Perhaps the link is tenuous but these two little quotes also illustrate different dimensions of the same sort of issue. I’m probably just overthinking all of this shit but at least it’s getting out of my head. That feels nice.
Then third, I come back to one of my first big literary loves (I’m currently on leave from my Dissertation about his process) – old Charles Bukowski. I’m trying to integrate his strangely motivational epitaph into my life a bit more.
Now, it’s a hell of a phrase, especially in this late-capitalism hellscape. Everyone is on the grind, and even the anti-grinders are on their own sort of grind. But I think that this is one of the most honest pieces of advice I’ve ever heard. Basically, it’s that opening chapter of Mark Manson’s The Subtle Art of Not Giving a Fuck, distilled down into two words.

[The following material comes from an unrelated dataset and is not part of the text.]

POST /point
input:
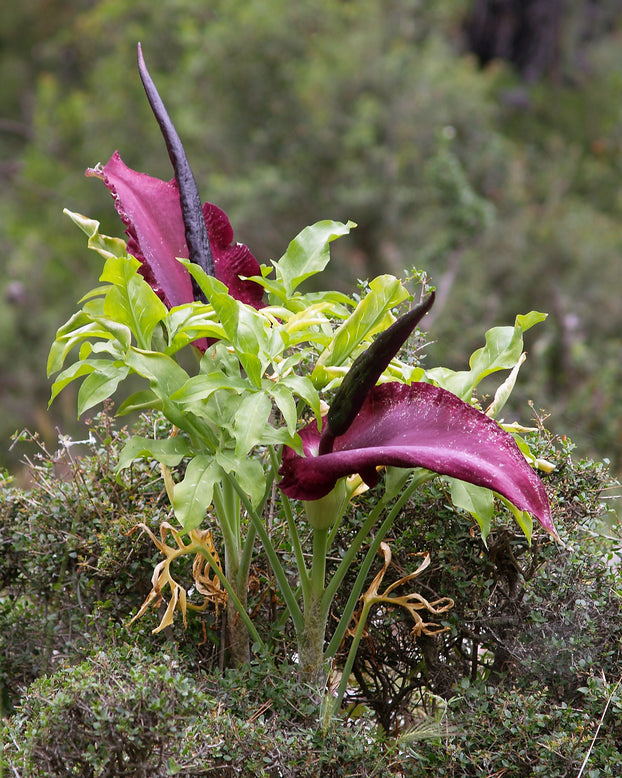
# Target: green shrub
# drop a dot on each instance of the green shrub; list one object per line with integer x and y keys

The less you try at things that don’t matter, the more energy you have to spend on things that do matter. But it also has to come without the trying. It’s natural, as natural as breathing. I’m not quite at that level yet but I think that this is because of all of the other words that I’ve written here – there’s too much inertia, too much other shit in the way. I feel bad when I haven’t written. The dreams turn sour, my mind wanders into needless consumption. And it’s all about shifting all of that shit away –
Realising it’s small things that matter (subtle manouvres),
Realising that the difficulties are useful,
Shedding the conditioning of society (making oneself beastly)
So that one doesn’t have to try,
is what I’m trying to get at here. Shed doubts, take the plunge. It’s not like trying to succeed at getting a 9 to 5 has given me riches.
I think I just need to stop overthinking things and give myself permission to do what I want, sometimes.